Investors’ willingness to pony up seemingly endless amounts of cash over the last decade to fund operations is phenomenal, given that at the end of 2015 Tesla was losing $19,810 on each car it sold, and hemorrhaging negative cash flow of $51,344 on each vehicle it built. As a result, Tesla at year-end had a dangerous negative working capital position of $24.7 million.

The main reason Tesla was able to continue operating over the last six months was collecting $5,000 customer deposit checks for future delivery of its $72,000 average selling price Model X, introduced on September 29, 2015. With 31,300 preorders, customer cash deposits reduced Tesla’s risky negative working capital position by $156.5 million.

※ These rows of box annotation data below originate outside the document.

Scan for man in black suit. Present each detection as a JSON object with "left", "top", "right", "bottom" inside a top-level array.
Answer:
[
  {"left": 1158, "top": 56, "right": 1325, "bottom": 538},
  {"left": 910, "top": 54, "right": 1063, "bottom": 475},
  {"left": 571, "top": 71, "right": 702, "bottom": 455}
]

But with Model X deliveries beginning December 18, 2015, and most of the backlog filled in 2016, Wall Street analysts panicked in the first six weeks of 2016 that Tesla was running out of cash and might fail. Tesla’s stock plunged by 40 percent, to $146 a share.

In what many analysts saw as a desperate move to save the company, Tesla CEO Elon Musk announced on February 10 that the company would begin  taking $1,000 deposits on its Model 3 — average selling price, $42,000 — on March 31 for initial deliveries in late 2017.

Analysts scoffed at Tesla slashing its traditional $5,000 deposit to $1,000 as another sign of competitive weakness. Expecting 50,000 preorders could generate $50 million in cash deposits, the analysts projected Tesla would just barely be able to cover its negative working capital situation.

But viral customer enthusiasm for the mid-priced Tesla Model X generated 27,000 people camping out at dealerships to qualify to be in the front of the delivery line for a Model 3.

With total orders from dealerships and online breaking 300,000 by early evening on April 4, Tesla’s working capital has done a financial somersault, from about negative $24.7 million to an outstandingly positive $275.3 million.

With a backlog of roughly $14.9 billion, Tesla can continue its money-losing for at least another 12 months before the next cash crisis arrives. But with a strong balance sheet, Tesla now has the breathing room to become, potentially, a profitable company.